GREEN GOVERNANCE: ECOLOGICAL SURVIVAL, HUMAN RIGHTS, AND THE LAW OF THE COMMONS by Burns H. Weston & David Bollier

Reviewed by David Wirth, Boston College

Weston and Bollier propose a new structure for environmental policy and law based on a broader interpretation of green governance as it relates to human rights, economics and international relations.

Green Governance: Ecological Survival, Human Rights, and the Law of the Commons by Burns H. Weston and David Bollier, Cambridge University Press, 2013, 384 pp.

An individual human right to environment has been problematic, in part because the content of that right would be very difficult to define and its application to particular cases would be a formidable task. The authors, recognizing both the utility of the concept and the challenges it presents, recast the question in structural, decentralized, collective terms rather than in an individual, hierarchical, and legal framework.
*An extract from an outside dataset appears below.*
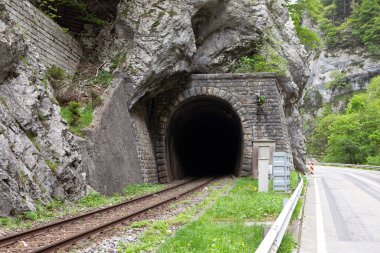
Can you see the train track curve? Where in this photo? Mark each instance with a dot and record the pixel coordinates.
(61, 234)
Finding a useful analogy in the Internet, the authors advocate confidence in self-organized governance and collaboration in complex adaptive systems. Certainly such developments as private certification schemes developed by NGOs to identify sustainably harvested timber tend to suggest optimism about such a model. Whether such an approach will be sufficient to provide a path to address a problem of the staggering proportions of climate heating is another question altogether.

The authors, recognizing this challenge, then take on the question of global governance. The existing multilateral system is an ineffective patchwork of institutions, organizations, and practices, which generally boil down to a least-common-denominator compromise to which most states can acquiesce.

Instead, the authors of this work propose an approach based on commons management. Arguing for an orientation that is “more practical and improvisational than theoretical and directive” (180), the authors then set out ten catalytic strategies for achieving green governance. These include expanding and strengthening the public trust doctrine and an eclectic analysis that touches on Locke, Social Darwinism, the Magna Carta, and ancient Rome, to name a few.

It is beyond dispute that the world lacks anything approaching a coherent, effective approach to managing the stratospheric ozone layer and the global climate, whose existence as common-pool resources (the authors’ preferred term) has become apparent only in recent decades. As with the debate over the right to environment, this volume offers a variety of much-needed provocative alternative approaches to global commons management.